*A lenda "Num se pode"

       

        A lenda ‘Num Se Pode’

Meu primeiro contato com essa história deu-se ainda durante a minha infância

Morávamos na Rua 24 de Janeiro, lado da sombra, entre as Ruas Palmeirinha e Rua do Norte que, anos após, tornaram-se Tiradentes e Jônatas Batista, respectivamente.

Recordo-me que aquela fora uma manhã de muito alvoroço. Cada pessoa que ouvia o relato recontava sua versão a seu modo e gosto, acrescentando, para isso, seus próprios condimentos.

Era, no entanto, insofismável a existência do fato. Quem contara fora Zé Leite, músico e tipógrafo, que retornava de uma festa, na madrugada daquele sábado, com sua clarineta e partituras debaixo do sovaco, após sua participação no evento.

O que antes se sabia era que esse fenômeno assombroso só acontecia na Praça Saraiva ou nas imediações. Agora, o demônio resolvera caminhar rumo à periferia norte, inquietando toda aquela região do Mafuá, que nem de longe era o que hoje é. O medo de que tal acontecido viesse a quedar-se ali por muito tempo, era indisfarçável.

Teresina teve seu centenário em 1952 e, mesmo assim, não passava de uma biboca. Foi por esse tempo que isso aconteceu. Toda a região do Mafuá era constituída de famílias humildes. A quase totalidade das residências era de casas com paredes de enchimento e cobertas de palhas de babaçu. Existia posteamento de ferro com altura de nove metros de altura, para iluminação pública, pois a maioria das casas não tinha energia elétrica, pelos argumentos já mencionados. Era comum, portanto, o uso de lamparinas a querosene.

Eu sempre acreditei que esses tipos sobrenaturais fossem próprios de cidades pequeninas e povoados, mas desde que vi o filme ‘Um Lobisomem Americano em Londres e outro em Nova York’, vi que tudo pode acontecer.

Como já foi mencionado, o músico Zé Leite retornava naquela madrugada de um dos seus ganha-pão, cansado, a passos lentos, absorto em seus pensamentos, quando teve um forte pressentimento que todos nós temos, vez por outra, de estar sendo seguido ou observado. Virou-se e viu que uma mulher caminhava apressadamente para o alcançar. Não era comum que uma mulher andasse à deriva em tal hora. Resolveu esperá-la, pois certamente ela estava com medo e ele lhe seria, de certo modo, um refúgio de segurança.
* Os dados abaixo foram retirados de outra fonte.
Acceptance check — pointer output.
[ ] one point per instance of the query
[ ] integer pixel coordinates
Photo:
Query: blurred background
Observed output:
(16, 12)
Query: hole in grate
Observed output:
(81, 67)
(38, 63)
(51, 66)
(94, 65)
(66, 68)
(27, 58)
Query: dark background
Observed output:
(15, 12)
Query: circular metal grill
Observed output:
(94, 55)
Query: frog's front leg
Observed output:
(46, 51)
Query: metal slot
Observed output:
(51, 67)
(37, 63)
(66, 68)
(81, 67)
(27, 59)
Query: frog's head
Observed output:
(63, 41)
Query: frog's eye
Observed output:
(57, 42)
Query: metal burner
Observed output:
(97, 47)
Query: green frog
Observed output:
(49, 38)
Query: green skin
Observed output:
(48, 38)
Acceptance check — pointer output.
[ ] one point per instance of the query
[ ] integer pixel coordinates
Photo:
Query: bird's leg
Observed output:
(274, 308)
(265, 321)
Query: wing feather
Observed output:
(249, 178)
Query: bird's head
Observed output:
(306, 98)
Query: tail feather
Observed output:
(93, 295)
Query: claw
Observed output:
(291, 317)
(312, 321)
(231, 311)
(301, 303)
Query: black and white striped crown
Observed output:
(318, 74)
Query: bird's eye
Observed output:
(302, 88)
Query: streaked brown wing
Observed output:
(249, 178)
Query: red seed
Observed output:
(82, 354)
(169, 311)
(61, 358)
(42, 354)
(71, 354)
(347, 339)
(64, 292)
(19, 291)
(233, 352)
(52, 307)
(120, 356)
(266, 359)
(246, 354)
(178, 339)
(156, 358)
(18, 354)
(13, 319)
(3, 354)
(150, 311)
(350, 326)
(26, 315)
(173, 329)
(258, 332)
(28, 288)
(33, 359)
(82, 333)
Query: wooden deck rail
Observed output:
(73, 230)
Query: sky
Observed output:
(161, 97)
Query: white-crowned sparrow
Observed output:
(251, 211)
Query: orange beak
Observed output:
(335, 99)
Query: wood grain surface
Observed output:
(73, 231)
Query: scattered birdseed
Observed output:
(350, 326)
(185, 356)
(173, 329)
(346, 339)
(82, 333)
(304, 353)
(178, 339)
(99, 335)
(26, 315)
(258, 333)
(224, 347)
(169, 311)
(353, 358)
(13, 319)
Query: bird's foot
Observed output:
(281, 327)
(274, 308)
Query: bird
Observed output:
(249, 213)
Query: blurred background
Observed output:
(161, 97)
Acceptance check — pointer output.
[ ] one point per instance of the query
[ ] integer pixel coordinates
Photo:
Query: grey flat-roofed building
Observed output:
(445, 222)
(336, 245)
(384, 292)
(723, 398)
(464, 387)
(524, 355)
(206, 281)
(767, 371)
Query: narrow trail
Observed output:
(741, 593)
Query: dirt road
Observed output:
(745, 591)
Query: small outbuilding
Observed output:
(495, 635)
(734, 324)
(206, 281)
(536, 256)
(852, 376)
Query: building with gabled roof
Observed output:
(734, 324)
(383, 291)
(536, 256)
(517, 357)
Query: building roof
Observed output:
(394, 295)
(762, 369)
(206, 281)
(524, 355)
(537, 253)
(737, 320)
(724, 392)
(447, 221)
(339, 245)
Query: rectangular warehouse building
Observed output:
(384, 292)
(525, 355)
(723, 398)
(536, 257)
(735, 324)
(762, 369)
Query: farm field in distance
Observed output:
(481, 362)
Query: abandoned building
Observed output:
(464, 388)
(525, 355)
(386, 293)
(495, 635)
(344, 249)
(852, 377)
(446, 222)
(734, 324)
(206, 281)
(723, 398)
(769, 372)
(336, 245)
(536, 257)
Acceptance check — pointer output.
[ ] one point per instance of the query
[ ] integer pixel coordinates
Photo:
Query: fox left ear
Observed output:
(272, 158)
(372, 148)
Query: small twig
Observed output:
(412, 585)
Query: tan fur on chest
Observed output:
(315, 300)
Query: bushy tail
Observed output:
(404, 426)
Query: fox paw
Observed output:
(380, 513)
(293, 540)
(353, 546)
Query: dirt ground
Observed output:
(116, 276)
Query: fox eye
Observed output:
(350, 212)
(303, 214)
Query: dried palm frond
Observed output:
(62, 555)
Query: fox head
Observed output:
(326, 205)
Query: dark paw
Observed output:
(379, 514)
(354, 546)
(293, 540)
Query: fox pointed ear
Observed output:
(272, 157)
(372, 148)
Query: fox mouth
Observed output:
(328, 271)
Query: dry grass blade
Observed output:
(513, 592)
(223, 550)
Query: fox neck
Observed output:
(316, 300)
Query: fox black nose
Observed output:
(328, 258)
Ela usava um vestido branco de saia rodada e decote sensual, sendo que suas costas ficavam encobertas pelos longos cabelos. Calçava sapatos de salto que afundavam na areia fofa daquela rua sem revestimento e seus lábios traziam as marcas de um batom encarnado bem vivo. Não era bonita nem feia. Tinha um rosto comum, altura mediana e um corpo proporcional ao seu peso.

Ele estava a um quarteirão de sua casa e a conversa, portanto, seria curta. A primeira abordagem dela foi para lhe pedir um cigarro, no que foi atendida prontamente, embora recusasse o fósforo. Continuaram caminhando lado a lado, até que ela lhe pediu para parar no primeiro poste. Foi quando ele resolveu se identificar:

– Eu sou José Leite, tipógrafo e músico nas horas vagas. Moro aqui perto, e você?
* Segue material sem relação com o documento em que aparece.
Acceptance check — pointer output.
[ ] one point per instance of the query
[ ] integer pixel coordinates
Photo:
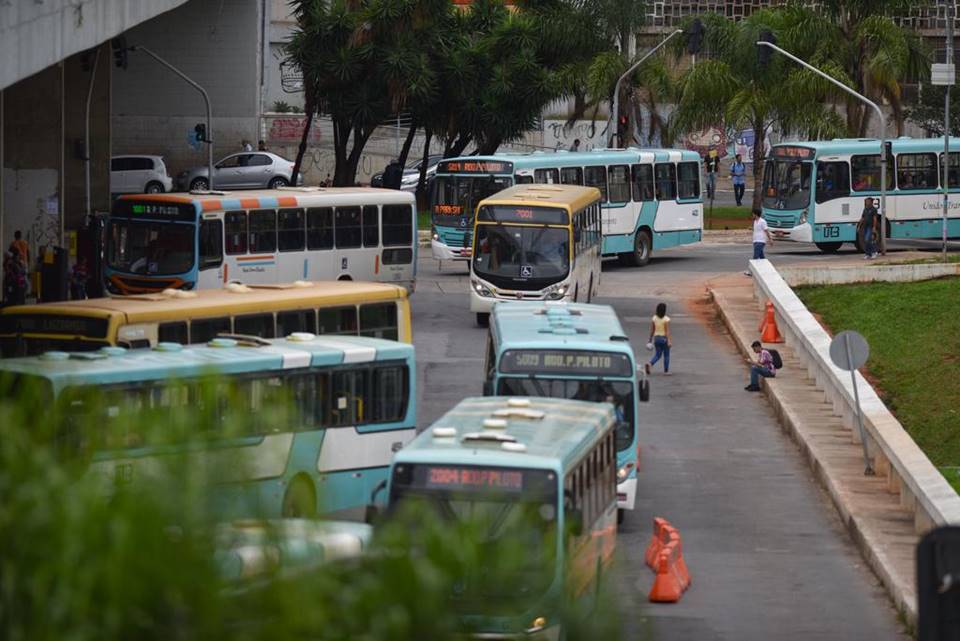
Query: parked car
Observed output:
(244, 170)
(411, 173)
(139, 175)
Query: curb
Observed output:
(901, 590)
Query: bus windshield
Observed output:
(456, 197)
(786, 184)
(151, 247)
(619, 393)
(511, 514)
(508, 255)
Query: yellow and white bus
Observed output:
(377, 310)
(536, 242)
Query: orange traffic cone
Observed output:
(769, 332)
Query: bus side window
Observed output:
(205, 329)
(337, 320)
(211, 244)
(619, 179)
(371, 226)
(546, 176)
(254, 325)
(301, 320)
(263, 230)
(291, 235)
(833, 181)
(236, 225)
(320, 228)
(688, 180)
(666, 174)
(571, 176)
(379, 320)
(642, 183)
(175, 332)
(596, 177)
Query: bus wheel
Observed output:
(829, 248)
(642, 246)
(300, 501)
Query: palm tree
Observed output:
(733, 88)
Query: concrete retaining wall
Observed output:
(921, 487)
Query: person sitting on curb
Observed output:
(764, 367)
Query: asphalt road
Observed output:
(768, 555)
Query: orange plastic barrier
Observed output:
(664, 555)
(769, 332)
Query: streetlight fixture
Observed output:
(767, 40)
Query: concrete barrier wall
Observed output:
(797, 276)
(921, 487)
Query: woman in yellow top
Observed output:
(660, 337)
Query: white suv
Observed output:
(139, 175)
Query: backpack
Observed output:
(777, 361)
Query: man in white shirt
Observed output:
(761, 235)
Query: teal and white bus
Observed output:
(813, 192)
(348, 405)
(581, 352)
(651, 198)
(538, 474)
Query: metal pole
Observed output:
(206, 100)
(616, 90)
(883, 136)
(86, 133)
(868, 471)
(946, 128)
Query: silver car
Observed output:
(244, 170)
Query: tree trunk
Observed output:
(310, 109)
(407, 142)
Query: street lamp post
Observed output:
(883, 135)
(616, 90)
(206, 100)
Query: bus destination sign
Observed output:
(475, 167)
(792, 151)
(568, 362)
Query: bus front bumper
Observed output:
(800, 234)
(441, 251)
(627, 494)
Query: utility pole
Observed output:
(767, 40)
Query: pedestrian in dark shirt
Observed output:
(870, 227)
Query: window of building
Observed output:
(263, 231)
(291, 234)
(320, 228)
(236, 226)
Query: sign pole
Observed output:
(868, 471)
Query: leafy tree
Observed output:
(733, 88)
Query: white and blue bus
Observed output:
(813, 192)
(650, 198)
(564, 350)
(532, 476)
(349, 401)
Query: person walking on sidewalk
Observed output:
(761, 235)
(738, 173)
(660, 337)
(870, 224)
(764, 367)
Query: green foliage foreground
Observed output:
(83, 559)
(914, 335)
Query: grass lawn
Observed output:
(914, 335)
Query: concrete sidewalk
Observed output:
(881, 528)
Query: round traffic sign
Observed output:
(849, 350)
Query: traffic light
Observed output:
(119, 45)
(764, 53)
(695, 37)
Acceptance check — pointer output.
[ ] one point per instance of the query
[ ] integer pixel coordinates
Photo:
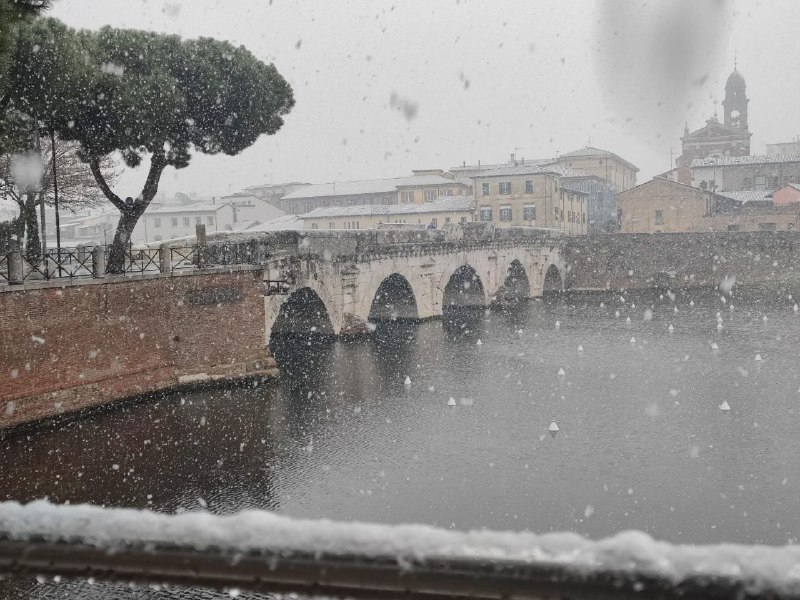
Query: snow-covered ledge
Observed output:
(263, 550)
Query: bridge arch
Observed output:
(516, 285)
(553, 281)
(464, 289)
(303, 313)
(393, 300)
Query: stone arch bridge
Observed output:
(339, 282)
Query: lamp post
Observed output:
(55, 198)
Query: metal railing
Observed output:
(88, 262)
(263, 552)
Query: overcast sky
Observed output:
(386, 87)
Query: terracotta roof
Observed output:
(442, 204)
(725, 161)
(367, 186)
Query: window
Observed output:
(529, 212)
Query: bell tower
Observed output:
(735, 103)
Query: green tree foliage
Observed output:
(144, 95)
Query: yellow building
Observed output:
(529, 195)
(434, 214)
(602, 163)
(574, 208)
(664, 206)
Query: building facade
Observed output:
(167, 221)
(434, 214)
(532, 196)
(665, 206)
(515, 195)
(603, 164)
(422, 186)
(745, 173)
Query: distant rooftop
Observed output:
(591, 151)
(442, 204)
(282, 223)
(526, 168)
(745, 160)
(748, 195)
(185, 208)
(369, 186)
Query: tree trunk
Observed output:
(129, 214)
(33, 245)
(122, 237)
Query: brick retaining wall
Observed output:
(64, 347)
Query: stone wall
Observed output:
(69, 346)
(631, 261)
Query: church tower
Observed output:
(735, 102)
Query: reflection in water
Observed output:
(642, 443)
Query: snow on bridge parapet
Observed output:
(254, 549)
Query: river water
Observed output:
(642, 441)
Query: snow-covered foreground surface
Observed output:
(777, 568)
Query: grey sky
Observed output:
(477, 79)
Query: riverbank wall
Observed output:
(629, 261)
(68, 346)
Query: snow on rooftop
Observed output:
(369, 186)
(745, 160)
(282, 223)
(526, 168)
(748, 196)
(777, 568)
(441, 204)
(185, 208)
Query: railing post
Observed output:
(164, 259)
(16, 273)
(98, 262)
(201, 258)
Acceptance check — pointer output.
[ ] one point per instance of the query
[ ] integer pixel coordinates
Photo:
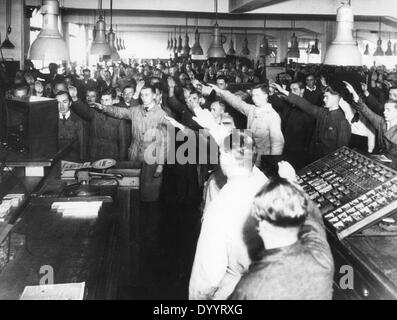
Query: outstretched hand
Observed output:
(204, 118)
(286, 171)
(352, 91)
Parecia que isso era uma espécie de cabeçalho obrigatório para o desfecho da tragédia e ele, que tinha alma timorata, começou a gelar diante do absurdo da visão. Sendo um homem de pele branca, pendendo para o fogoió, seu rosto ficou como lua em quarto minguante: metade branca, como cera lívida; metade preta, de pavor.

A mulher com o cigarro na mão começou a crescer lentamente e afinar o corpo, como se fosse de borracha, até atingir a lâmpada onde acendera o cigarro. Em seguida, respondeu:

– Meu nome é “Num Se Pode, Num Se Pode”!

Zé Leite que já conhecia a história da assombração de “ouvir dizer”, agora a via pela primeira vez, em carne e pele. Mais que depressa, cuidou de escafeder-se, tão rápido como um raio, percorrendo uma distância de uns trinta metros até sua casa, que mais lhe parecerem léguas e uma eternidade.

Enquanto, atabalhoadamente, tentava abrir a porta com o lenço de cambraia, pensando que eram as chaves, tal o grau de nervosismo, olhou de volta para o poste, bem a tempo de ver a marmota diminuindo de tamanho, até dissolver-se no tempo como nuvem.

Ele contou essa história e o que mais desequilibrava qualquer raciocínio era a existência das marcas dos sapatos dele e dela que se encontravam ao redor do poste.

São coisas de minha terra, que eu conto, para que não se percam no tempo.